Euravox is not an AI-first company.

In a rush toward AI-in-everything, I have taken the decision to go a different route with Euravox. This is why.

Euravox Logo

But but but... Not jumping in with both feet to generative AI is heresy!

In the current business climate, this is tantamount to sacrilege. How could any company, let alone a hopeful startup, take such a decision?

I have my reasons, and they are difficult to refute. I'll take them in turn, then sum up at the end.

Cost

This might be surprising, because the hype says that AI is supposed to be cutting everyone's costs, isn't it? Actually... not so much. Lets make the assumption that every word posted by users to Euravox is going to be passed through (at least) one LLM. Let's assume that we scale to about a million active users, and that each user on average posts about 100 words in total each day. This equates to 100 million words per day. Let's say 200 million tokens per day to take into account encoding inefficiencies and the need to add prompts, take output, etc. This equates to needing about 2250 tokens per second (without headroom to cope with bursts, and this will be bursty traffic). On OpenAI's pricing, that's roughly $350/day, or $128k/year. Not impossible, but not cheap. Gemini would be about $800/day, or a hair under $300k/year. Bearing in mind that OpenAI is almost certainly running at a loss here, this pricing isn't sustainable, and could increase by an order of magnitude.

Running in-house hardware would, to get close to like for like, need to be running something like a Llama 3 405B model, which gets about 142 tokens/sec on an NVIDIA H200. It would require 16 to meet the average token rate, so probably 32 to give some headroom. If you can even get one of those things as a non-hyperscaler, this would be well over $1M factoring in the cost of the machines and other infra needed to run them. Economically, this would break even after about 3 years, so isn't a terrible investment if you have that money to burn up front.
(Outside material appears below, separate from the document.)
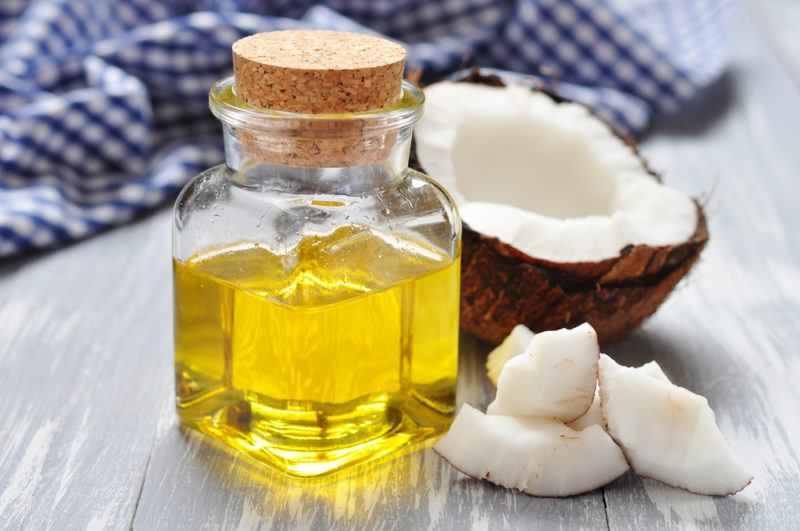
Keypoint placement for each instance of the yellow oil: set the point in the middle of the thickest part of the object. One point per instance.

None of these things are happy-making.

Electricity usage and environmental impact

Based on a public estimate for OpenAI of 0.0001 kWh per token, processing 200 million tokens per day would use 20,000 kWh per day, equivalent to about 1,738 average households. I'm not going to try to estimate other environmental impacts, because there aren't good numbers available, but the idea of being responsible for more power usage by a factor of about 8 than the entire small town I live in doesn't sit well with me.
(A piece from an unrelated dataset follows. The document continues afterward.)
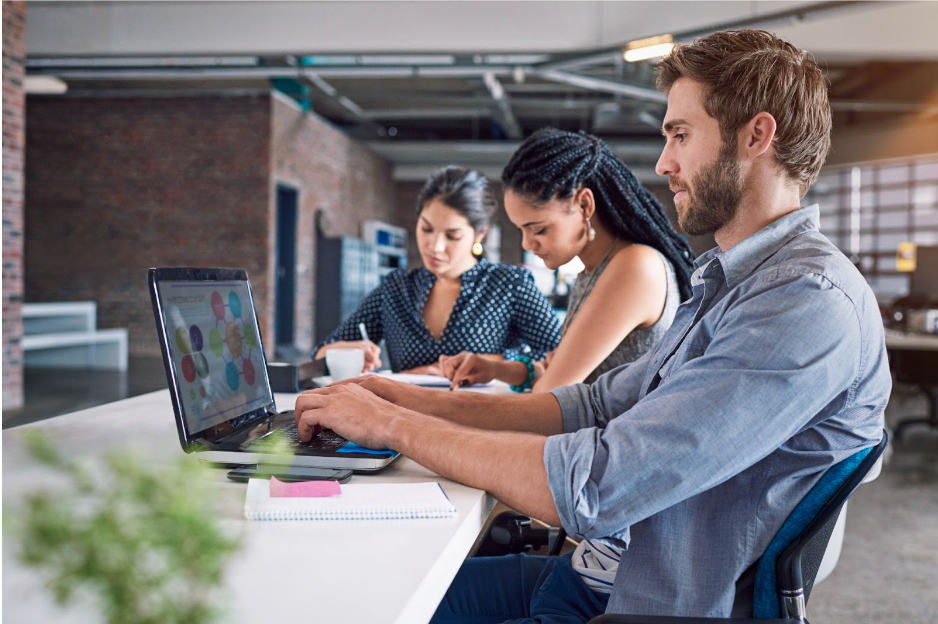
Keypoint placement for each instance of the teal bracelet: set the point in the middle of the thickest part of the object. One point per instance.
(530, 380)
Customers just don't want it

Time and time again, talking to potential future users of the Euravox platform, the one question I've been consistently asked is, "will you fill the user interface with AI bullshit, or allow AI slop on the platform?"

Though I'm also working toward many other differentiating features, this is by far the most commonly mentioned. The people I've talked to hate generative AI, and don't want it. They don't want to use it, and they don't want to have to wade through slop generated by it.
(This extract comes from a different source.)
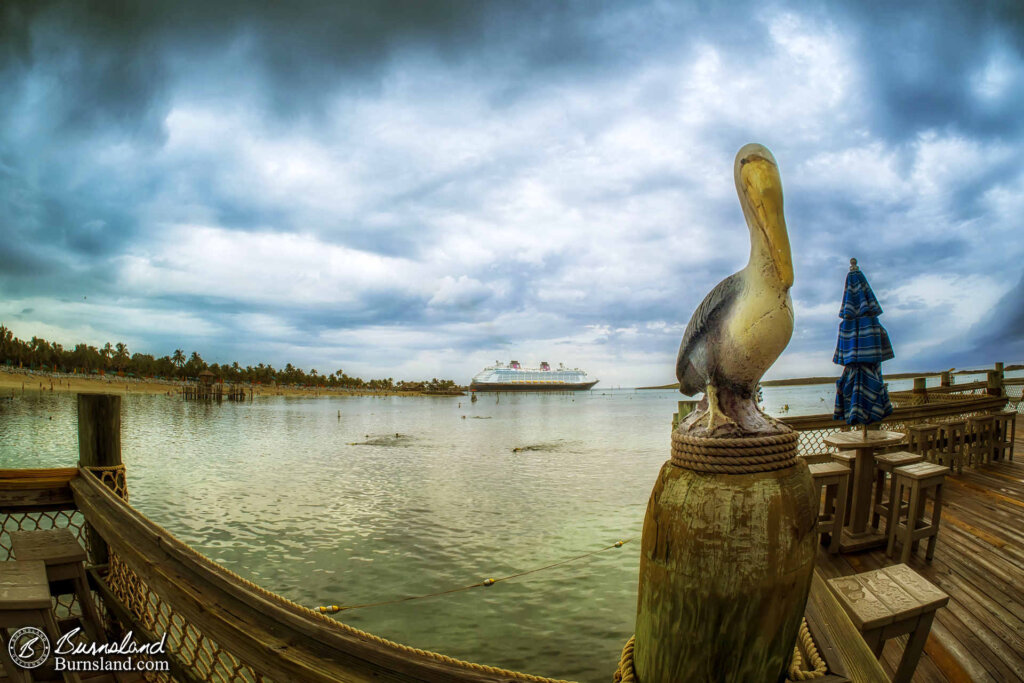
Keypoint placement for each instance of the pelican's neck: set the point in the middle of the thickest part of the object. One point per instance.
(770, 262)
Many people have told me that they don't want their content used to train gen AI, and are concerned about our platform's ethics as regards gen AI. They are currently stuck with legacy platforms whose ethics frankly disgust them.

It's never a bad idea to listen to what your customers are telling you.

Why would I use it, anyway?

Certainly not for generating content or creating our own internal bots. It's hard to imagine anything that would annoy our users more, or that would be more likely to have them never sign up in the first place.

The one – actually good – reason to use AI in social media is trust and safety. This encompasses moderation, but is a little more general than that in scope. Most social media platforms restrict content that would be damaging to users. In the EU, this is actually a legal requirement. Platforms define what they mean by harmful content differently – the US platforms are now mostly perfectly OK with fascistic content and even content that advocates for causing harm to certain minorities. We are not intending to allow such content. Almost all platforms do block CSAM (child sexual abuse material) – this isn't optional in most jurisdictions around the world, and rightly so.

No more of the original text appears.